Participation in the assessment review process as a condition precedent to judicial review is required by statute (see, Real Property Tax Law § 706 [2]) and consistent with the rationale underlying the doctrine of the exhaustion of administrative remedies. The doctrine is founded on the widely accepted notion that judicial review should be limited to cases that are ripe for determination and which have not been resolved during the administrative process. When the administrative process is ignored, there is no opportunity to resolve the issues under review by this branch of the government’s dispute resolution mechanism. The result is that the burden upon the courts is increased and the administrative process is diminished in importance and productivity — the opposite of what is desired (see, Young Men’s Christian Assn. v Rochester Pure Waters Dist., 37 NY2d 371, 375-376, supra; cf., Real Property Tax Law § 525 [2]; Matter of Spencer v Mullen, 84 AD2d 790, supra).

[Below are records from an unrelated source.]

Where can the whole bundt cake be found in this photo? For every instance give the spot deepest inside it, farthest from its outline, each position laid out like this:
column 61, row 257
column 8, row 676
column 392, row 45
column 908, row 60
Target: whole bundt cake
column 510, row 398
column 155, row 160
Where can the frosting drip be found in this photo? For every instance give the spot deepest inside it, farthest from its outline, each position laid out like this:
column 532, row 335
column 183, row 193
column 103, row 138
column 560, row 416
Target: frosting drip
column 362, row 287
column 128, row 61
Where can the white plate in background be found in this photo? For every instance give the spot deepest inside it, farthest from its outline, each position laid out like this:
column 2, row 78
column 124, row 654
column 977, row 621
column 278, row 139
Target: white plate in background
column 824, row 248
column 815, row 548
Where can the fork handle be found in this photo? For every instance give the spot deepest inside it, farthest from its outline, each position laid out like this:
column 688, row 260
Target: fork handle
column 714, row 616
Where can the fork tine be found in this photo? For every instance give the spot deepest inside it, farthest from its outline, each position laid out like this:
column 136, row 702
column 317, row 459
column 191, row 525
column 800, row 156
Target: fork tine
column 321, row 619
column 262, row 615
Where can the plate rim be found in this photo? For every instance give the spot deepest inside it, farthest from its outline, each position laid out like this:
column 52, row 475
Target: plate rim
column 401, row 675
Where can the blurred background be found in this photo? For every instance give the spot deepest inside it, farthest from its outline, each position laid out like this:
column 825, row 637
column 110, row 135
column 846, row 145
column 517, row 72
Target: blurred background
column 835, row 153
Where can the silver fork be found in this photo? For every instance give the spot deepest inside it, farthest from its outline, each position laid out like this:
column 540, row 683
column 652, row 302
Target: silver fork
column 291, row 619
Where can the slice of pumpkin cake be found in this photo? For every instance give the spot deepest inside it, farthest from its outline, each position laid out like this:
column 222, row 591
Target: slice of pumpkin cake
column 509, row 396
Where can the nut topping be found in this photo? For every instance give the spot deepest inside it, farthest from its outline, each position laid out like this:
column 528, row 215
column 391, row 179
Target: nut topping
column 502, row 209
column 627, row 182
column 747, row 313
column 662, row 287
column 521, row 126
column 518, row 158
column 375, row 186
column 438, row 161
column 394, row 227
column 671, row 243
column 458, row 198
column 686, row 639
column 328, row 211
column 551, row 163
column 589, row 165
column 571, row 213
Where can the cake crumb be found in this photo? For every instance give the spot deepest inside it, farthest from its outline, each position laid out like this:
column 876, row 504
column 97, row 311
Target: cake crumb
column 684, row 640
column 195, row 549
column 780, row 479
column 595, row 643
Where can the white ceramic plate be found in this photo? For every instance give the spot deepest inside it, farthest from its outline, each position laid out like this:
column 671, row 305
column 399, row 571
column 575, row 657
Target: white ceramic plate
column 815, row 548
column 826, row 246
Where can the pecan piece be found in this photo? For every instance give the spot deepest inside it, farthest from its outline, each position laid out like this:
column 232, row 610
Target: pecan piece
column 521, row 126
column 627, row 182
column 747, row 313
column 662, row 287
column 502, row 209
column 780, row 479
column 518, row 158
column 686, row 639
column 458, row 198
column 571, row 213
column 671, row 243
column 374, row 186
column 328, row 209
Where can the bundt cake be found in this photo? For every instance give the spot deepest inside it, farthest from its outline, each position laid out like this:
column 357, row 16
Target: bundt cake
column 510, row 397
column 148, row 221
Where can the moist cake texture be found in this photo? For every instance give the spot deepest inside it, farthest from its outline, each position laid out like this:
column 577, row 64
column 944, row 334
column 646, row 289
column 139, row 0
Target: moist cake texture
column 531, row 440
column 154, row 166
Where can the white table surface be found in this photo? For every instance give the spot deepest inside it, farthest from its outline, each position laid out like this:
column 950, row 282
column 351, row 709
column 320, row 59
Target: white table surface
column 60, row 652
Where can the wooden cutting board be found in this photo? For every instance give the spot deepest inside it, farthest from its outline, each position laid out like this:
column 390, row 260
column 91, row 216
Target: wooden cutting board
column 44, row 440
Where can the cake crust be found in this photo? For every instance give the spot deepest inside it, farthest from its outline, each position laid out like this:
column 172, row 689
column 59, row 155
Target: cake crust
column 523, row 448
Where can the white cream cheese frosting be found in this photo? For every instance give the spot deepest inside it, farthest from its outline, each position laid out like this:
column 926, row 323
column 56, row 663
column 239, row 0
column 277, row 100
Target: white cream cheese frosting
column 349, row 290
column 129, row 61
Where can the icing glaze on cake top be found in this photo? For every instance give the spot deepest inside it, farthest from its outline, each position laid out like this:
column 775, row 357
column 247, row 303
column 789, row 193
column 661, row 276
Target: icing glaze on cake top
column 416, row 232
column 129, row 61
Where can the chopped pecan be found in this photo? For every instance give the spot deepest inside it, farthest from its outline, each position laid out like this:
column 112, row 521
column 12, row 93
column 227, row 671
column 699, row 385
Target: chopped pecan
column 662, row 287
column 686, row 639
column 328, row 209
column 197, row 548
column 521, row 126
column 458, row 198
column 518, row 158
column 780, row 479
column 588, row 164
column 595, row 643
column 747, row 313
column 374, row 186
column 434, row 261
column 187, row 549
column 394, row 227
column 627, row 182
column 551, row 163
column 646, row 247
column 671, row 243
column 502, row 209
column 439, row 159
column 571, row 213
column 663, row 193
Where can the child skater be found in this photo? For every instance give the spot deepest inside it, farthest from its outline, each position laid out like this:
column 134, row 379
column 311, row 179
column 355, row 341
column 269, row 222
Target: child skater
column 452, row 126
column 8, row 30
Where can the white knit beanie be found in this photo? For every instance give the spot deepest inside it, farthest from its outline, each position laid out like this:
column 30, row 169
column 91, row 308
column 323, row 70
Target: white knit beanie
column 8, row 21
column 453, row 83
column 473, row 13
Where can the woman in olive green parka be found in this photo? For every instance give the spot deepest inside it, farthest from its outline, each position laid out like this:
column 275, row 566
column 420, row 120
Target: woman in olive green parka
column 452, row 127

Moreover, the assessment review process by its nature must adhere to a strict timetable so that each year’s assessment determination may be arrived at in time to establish the assessment roll and the tax rate. The petitioner herein made a cavalier attempt to remedy its refusal to turn over income and expense information by offering to make it available months later during its attempt to secure review of its assessment by the Board of Assessment Review. The timing of the petitioner’s offer to supply income and expense information works at cross purposes with the need for strict adherence to the assessment timetable. Thus, the Board’s action in refusing to consider the petition for administrative review was entirely appropriate under the terms of City of Mount Vernon Charter § 226-a (1) *409and leads unerringly to the conclusion that this judicial proceeding should have been dismissed by the Supreme Court. Accordingly, the order is reversed, on the law, the petition is denied, and the proceeding is dismissed, on the merits.
Rosenblatt, J. P., Miller and Friedmann, JJ., concur.
Ordered that the order is reversed, on the law, with costs, the petition is denied, and the proceeding is dismissed.